Cardiovascular diseases (CVDs) pose a significant and escalating burden globally, and this burden is particularly pronounced among populations experiencing rapid health transitions, such as in India. The results of the Global Burden of Disease study state an age-standardized CVD death rate of 272 per 100000 population in India which is much higher than the of global average of 235. The current trend appears that there is an early onset of CVD in India which is a decade earlier than the Western population with rapid progression and high mortality rate.
Addressing the escalating burden of CVDs in India requires a comprehensive approach that includes public health interventions targeting modifiable risk factors, improving access to healthcare and preventive services, addressing socio-economic disparities, promoting healthy lifestyles, and conducting research to better understand the genetic and environmental factors contributing to CVDs in this population. Especially, research that unearths early onset of the disease (markers that are causal) that can enable early intervention, but also provide vital clues to pharmaceutical industry for discovering new drug(s) that is(are) more effective.

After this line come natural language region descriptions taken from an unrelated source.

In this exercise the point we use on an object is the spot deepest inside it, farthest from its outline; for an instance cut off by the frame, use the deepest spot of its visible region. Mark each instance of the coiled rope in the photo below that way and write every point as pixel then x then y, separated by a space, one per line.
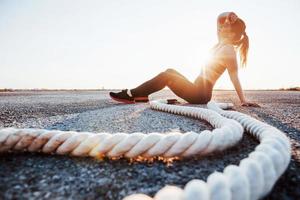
pixel 252 179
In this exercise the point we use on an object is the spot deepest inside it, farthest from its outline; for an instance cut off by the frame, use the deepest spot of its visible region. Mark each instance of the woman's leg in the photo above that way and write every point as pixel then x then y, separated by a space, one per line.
pixel 180 85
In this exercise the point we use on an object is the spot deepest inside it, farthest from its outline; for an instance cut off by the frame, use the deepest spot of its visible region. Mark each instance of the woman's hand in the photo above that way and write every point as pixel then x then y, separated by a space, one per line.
pixel 248 104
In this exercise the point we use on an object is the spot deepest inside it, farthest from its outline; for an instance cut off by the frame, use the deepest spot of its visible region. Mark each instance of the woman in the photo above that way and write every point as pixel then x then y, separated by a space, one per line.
pixel 231 37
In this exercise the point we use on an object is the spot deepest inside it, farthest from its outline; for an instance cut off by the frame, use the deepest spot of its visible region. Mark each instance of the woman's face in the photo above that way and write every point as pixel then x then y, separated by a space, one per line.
pixel 224 27
pixel 226 34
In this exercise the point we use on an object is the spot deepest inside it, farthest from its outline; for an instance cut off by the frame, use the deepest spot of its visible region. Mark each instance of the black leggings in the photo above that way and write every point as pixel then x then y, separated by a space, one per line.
pixel 199 92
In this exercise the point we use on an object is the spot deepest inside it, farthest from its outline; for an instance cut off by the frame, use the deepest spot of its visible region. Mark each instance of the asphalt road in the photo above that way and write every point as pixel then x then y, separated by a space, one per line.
pixel 36 176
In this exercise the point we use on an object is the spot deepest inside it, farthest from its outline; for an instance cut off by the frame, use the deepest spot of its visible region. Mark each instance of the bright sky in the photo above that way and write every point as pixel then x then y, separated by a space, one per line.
pixel 120 44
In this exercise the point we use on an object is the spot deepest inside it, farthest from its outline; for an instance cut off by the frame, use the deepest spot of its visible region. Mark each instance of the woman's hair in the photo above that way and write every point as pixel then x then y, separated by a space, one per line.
pixel 241 40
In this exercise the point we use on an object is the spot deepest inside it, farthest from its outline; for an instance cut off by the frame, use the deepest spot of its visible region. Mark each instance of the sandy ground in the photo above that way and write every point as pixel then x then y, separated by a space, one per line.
pixel 37 176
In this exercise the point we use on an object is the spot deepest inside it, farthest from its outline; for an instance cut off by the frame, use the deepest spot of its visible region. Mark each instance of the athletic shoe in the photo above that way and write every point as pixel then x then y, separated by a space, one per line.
pixel 125 98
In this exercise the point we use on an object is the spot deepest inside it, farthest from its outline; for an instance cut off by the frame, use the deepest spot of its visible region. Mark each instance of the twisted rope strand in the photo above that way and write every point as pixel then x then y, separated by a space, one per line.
pixel 253 178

The primary objective of the study is to identify the causal factors or predictors contributing to the early onset of cardiovascular disease (CVD). This involves understanding the prevalence of CVD across different segments of society. Additionally, the study aims to compile a repository of data (clinical, blood biochemistry, genomics) and imaging details to construct an artificial intelligence (AI) platform. This platform would be designed to predict an individual’s risk of developing CVD and support mass screening efforts.

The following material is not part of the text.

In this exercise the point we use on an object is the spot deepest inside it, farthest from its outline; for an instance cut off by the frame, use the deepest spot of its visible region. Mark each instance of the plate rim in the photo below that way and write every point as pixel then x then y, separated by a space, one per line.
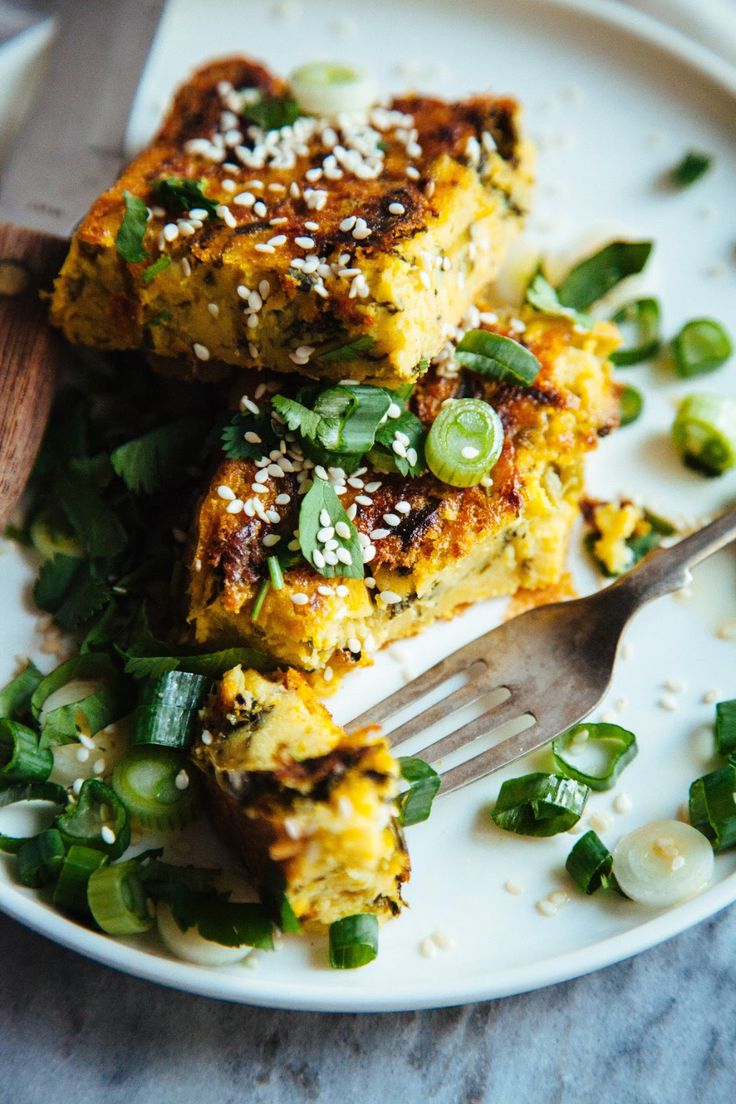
pixel 268 993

1. Data Collection: Gathering data from various sources including medical records, demographic information, lifestyle factors, and genetic predispositions related to cardiovascular health.

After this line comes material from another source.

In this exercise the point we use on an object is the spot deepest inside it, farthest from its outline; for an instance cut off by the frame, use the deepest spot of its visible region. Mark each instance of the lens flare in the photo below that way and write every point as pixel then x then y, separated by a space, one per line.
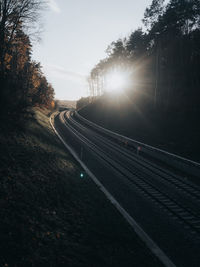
pixel 116 81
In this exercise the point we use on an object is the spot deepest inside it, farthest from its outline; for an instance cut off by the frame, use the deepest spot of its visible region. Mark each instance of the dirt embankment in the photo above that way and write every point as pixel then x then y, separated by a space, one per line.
pixel 49 216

2. Data Analysis: Analyzing the collected data to identify patterns, correlations, and potential causal factors associated with the early onset of CVD.
3. Model Development: Using the collected data to develop predictive models leveraging AI and machine learning techniques. These models would be trained to predict an individual’s risk of developing CVD based on their specific characteristics and medical history.
4. Validation: Validating the predictive models using separate datasets to ensure their accuracy and reliability.
5. Implementation: Building an AI platform based on the validated models, which can be used for mass screening purposes to assess an individual’s risk of developing CVD.
6. Public Health Impact: Assessing the potential public health impact of the AI platform in terms of early detection of CVD, preventive interventions, and resource allocation for healthcare services.
Overall, this study aims to advance our understanding of the early onset of cardiovascular disease, develop predictive tools for risk assessment, and contribute to the improvement of public health strategies for preventing and managing CVD in Indian population. Data has already been collected on 5000 participants and initial analysis is underway.